Cortisol ist ein lebenswichtiges Hormon, das in der Nebennierenrinde gebildet wird. Es steuert viele zentrale Prozesse im Körper, darunter den Stoffwechsel, das Immunsystem und die Reaktion auf Stress. Weil die Ausschüttung von Cortisol einem natürlichen Tagesrhythmus folgt, verändern sich die Konzentrationen im Serum im Laufe von 24 Stunden deutlich.

In der medizinischen Diagnostik gelten je nach Tageszeit unterschiedliche Referenzbereiche. So liegt der normale Wert morgens zwischen 6:00 und 10:00 Uhr bei etwa 48,2 bis 195 ng/ml. In dieser Phase ist der Cortisolspiegel im Blut gewöhnlich am höchsten, um den Organismus auf die Anforderungen des Tages vorzubereiten.
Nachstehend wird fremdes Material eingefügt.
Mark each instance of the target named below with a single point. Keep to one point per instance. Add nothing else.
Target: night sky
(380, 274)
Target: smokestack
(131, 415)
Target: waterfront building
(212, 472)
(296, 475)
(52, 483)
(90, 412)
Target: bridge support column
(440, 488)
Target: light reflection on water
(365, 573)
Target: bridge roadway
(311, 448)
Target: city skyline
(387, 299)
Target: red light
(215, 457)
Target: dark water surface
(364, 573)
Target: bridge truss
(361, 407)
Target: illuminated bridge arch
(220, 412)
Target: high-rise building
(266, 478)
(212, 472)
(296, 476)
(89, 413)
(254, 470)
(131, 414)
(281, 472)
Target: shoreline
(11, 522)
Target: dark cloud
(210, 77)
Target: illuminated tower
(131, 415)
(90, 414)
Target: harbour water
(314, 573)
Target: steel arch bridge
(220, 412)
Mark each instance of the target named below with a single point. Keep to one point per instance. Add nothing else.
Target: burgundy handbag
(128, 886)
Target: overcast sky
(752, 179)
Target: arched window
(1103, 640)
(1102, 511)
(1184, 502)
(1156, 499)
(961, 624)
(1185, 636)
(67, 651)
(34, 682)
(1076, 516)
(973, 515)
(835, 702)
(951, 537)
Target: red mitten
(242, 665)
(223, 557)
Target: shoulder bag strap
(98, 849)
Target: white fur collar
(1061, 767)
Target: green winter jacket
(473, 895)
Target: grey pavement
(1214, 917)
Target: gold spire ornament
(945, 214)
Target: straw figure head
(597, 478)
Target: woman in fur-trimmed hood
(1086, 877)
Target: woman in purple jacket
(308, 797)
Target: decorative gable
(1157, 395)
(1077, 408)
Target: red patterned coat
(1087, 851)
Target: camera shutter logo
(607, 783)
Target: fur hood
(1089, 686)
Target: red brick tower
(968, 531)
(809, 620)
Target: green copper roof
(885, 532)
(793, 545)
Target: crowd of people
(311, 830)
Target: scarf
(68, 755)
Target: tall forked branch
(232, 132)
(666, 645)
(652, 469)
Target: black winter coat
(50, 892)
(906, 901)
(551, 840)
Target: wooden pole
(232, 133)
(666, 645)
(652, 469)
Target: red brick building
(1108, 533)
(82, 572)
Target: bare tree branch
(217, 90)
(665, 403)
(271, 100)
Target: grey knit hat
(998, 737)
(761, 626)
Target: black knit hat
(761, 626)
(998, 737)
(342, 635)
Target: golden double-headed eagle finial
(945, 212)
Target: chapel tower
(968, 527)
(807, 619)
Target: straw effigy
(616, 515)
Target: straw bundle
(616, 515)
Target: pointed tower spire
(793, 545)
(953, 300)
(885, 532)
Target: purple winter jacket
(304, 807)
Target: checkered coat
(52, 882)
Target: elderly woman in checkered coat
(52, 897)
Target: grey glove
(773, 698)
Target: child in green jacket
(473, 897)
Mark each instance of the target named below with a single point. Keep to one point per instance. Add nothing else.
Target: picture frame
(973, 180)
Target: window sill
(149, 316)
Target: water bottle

Gegen Abend nimmt die Produktion schrittweise ab. Im Zeitraum von 16:00 bis 20:00 Uhr beläuft sich der Referenzbereich üblicherweise auf 24,7 bis 119 ng/ml. Das Absinken des Spiegel zur Nacht hin ermöglicht es dem Körper, zur Ruhe zu kommen und in die Regenerationsphase überzugehen.

Abweichungen von diesen Richtwerten müssen nicht zwangsläufig auf eine Erkrankung hindeuten, da kurzfristiger Stress, Schlafmangel oder Medikamente das Ergebnis beeinflussen können. Dennoch dient die Bestimmung der Laborwerte Ärztinnen und Ärzten als wichtiger Anhaltspunkt, um Funktionsstörungen der Nebenniere oder der Hirnanhangsdrüse frühzeitig zu erkennen.